Today Tracy and I drove up to the Sierra Nevada foothills to buy fresh fruits and vegetables for the week, there is simply nothing better than fresh produce bought directly at the farms. Once loaded with groceries we stopped in at Auburn Alehouse for a bite and a beer (the IPA there is great). We chose to sit at the bar so we could catch the repeat of today's Tour de France and while there noticed a handmade sign by their top-shelf liquors: "Glenrothes Flight - $25". We quickly inquired about the curious sign and were informed that for the price we could try three Glenrothes Scotch whiskys (Reserve, 1991 and 1987). Being that the '87 typically goes for 32 bucks a glass at the brewery we didn't take long to determine a mini-tasting would be in order.

They were line up in front of us and we made quick order in assessing the aroma, carefully nosing the glasses and jotting notes before moving on to the actual tasting portion. What follows is our findings.

Glenrothes Reserve
This Scotch is a bit unrefined, rough around the edges with its intense alcohol heat burning the nose. Beneath this we found orange, honey and ginger spice, quite disjointed. The flavor was good with lots of orange and spice throughout. There was very little wood in the flavor, which surprised us, and was also without any smoke character.

Glenrothes 1991
There's no two ways around it, this was our favorite of the three offerings. To begin, the whisky had an incredibly well-rounded aroma (not at all harsh) with subdued notes of fresh cracked pepper and orange zest. This was very smooth too, the up-front honey sweetness reminiscent of a dry mead and only a touch of wood detected. If there were a bottle of this available, I would not hesitate to pick it up and share it with friends.

Glenrothe 1987
Choosing the '91 over this was difficult, there just wasn't anything wrong with this whisky. The aroma was a touch more subtle, but had more peppery spice to it. The taste, however, was just a bit out of balance in comparison, the spice coming through in a big way, leaving the orange peel notes wanting just a bit. Overall there did not seem to be enough difference to warrant the added cost for this vintage ($32 vs. $18 a glass). Perhaps that should be reworded - the 1991 was a better value for our taste.

I've since looked up the prices online for a bottle of '91 and '87 and found that the '91 goes for about 70 bucks, whereas the '87 sells goes for more than $80 (750 ml). Each bottle is hand labeled with the distillation date as well as the bottling date, with an approval signature too.

Additionally, each Scotch is made with Speyside malt - something I knew little about before an online search explained it a bit. This is from
Speysides are essentially sweet whiskies. They have little peaty character (although some have a whiff of smoke) and their salient characteristic is estery - typically, this aroma is compared to pear-drops or solvent (nail varnish remover, particularly). They can be highly perfumed: scents of carnations, roses, violets, apples, bananas, cream soda and lemonade have all been discovered in Speyside malts.

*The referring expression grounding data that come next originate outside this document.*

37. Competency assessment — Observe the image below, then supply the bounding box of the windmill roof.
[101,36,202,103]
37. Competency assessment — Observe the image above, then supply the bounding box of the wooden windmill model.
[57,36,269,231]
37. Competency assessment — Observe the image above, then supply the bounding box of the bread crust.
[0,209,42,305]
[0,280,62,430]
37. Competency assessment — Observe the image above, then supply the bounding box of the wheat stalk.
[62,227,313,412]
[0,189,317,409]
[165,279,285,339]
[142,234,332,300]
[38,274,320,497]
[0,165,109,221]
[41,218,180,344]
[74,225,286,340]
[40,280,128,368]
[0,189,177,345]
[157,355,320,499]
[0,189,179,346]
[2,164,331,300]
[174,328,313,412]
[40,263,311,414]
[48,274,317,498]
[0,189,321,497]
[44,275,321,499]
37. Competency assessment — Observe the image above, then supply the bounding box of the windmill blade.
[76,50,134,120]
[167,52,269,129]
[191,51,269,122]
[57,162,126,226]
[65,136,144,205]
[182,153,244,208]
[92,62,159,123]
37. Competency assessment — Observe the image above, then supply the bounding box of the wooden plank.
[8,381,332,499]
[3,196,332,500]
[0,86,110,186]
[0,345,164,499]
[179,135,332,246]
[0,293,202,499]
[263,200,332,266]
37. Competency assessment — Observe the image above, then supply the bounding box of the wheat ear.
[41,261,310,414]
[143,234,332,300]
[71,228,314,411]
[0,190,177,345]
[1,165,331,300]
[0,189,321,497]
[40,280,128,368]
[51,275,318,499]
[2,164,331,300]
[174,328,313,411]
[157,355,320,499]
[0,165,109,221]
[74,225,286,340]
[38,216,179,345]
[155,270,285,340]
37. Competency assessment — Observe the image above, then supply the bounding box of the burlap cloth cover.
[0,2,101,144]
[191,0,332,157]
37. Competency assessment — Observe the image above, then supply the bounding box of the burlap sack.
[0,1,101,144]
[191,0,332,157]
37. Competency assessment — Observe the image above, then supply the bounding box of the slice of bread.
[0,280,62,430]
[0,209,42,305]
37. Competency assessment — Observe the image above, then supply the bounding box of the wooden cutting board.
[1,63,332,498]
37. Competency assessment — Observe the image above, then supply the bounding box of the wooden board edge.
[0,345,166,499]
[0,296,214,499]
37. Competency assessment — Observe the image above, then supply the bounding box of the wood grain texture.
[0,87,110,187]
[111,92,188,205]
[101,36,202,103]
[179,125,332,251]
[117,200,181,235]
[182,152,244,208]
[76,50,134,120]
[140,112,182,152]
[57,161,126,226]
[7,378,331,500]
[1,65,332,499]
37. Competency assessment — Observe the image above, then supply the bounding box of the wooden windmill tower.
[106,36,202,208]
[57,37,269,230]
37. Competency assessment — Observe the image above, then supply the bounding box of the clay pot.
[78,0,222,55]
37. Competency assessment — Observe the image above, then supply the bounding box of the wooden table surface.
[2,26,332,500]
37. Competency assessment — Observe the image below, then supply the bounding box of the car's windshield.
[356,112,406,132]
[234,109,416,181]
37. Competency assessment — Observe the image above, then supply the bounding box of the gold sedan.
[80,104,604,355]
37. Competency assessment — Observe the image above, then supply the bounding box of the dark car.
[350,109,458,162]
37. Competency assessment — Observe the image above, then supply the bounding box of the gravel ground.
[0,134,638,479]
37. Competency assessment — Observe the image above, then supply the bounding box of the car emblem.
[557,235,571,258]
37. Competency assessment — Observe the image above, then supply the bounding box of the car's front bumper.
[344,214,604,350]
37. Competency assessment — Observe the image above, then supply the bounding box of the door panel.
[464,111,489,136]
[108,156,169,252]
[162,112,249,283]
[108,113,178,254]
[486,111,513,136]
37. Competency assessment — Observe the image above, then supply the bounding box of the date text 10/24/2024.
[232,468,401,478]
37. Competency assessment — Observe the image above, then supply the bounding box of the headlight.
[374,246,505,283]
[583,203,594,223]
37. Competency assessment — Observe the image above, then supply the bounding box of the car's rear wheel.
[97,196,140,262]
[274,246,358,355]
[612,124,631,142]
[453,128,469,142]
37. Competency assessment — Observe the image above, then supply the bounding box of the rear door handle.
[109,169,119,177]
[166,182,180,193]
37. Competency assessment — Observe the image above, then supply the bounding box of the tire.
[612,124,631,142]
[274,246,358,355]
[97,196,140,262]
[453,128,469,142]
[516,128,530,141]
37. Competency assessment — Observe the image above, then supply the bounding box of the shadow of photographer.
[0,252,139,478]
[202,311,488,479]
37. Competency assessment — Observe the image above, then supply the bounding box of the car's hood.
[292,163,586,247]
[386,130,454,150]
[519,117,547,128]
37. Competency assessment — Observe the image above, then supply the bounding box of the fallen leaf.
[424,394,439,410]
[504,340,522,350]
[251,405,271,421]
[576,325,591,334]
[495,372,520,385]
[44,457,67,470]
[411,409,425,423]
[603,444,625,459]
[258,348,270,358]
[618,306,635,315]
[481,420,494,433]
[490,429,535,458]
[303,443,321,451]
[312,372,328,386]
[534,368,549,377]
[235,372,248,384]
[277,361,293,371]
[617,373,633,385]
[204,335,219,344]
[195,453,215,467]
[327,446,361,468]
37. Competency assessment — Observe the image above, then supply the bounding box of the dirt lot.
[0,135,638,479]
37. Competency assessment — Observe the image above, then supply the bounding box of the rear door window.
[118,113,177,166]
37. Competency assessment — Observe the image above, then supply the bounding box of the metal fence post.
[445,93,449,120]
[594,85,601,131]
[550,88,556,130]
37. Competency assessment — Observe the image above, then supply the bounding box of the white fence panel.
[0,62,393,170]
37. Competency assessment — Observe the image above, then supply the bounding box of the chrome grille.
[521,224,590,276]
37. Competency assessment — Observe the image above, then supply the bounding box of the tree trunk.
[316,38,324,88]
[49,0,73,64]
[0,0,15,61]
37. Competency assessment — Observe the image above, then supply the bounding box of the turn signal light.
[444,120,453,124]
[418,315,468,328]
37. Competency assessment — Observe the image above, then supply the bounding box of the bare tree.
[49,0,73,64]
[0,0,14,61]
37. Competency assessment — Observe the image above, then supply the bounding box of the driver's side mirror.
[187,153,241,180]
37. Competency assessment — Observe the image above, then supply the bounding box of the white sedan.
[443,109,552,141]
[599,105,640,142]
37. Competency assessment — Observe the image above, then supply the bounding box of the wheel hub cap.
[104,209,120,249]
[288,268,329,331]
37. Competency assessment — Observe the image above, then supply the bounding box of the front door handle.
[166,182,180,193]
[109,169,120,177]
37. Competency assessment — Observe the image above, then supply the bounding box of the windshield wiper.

They take maturation in sherry-wood well and can be rich and full bodied, medium and light-bodied.

That explains the lack of smoke (peat) in the whiskys. If you're in the area it certainly won't hurt to stop in and see if this flight is still available. If not, you might as well pull up a stool and enjoy the wonderful beers made by Brian Ford, starting with his pilsner in this summer heat.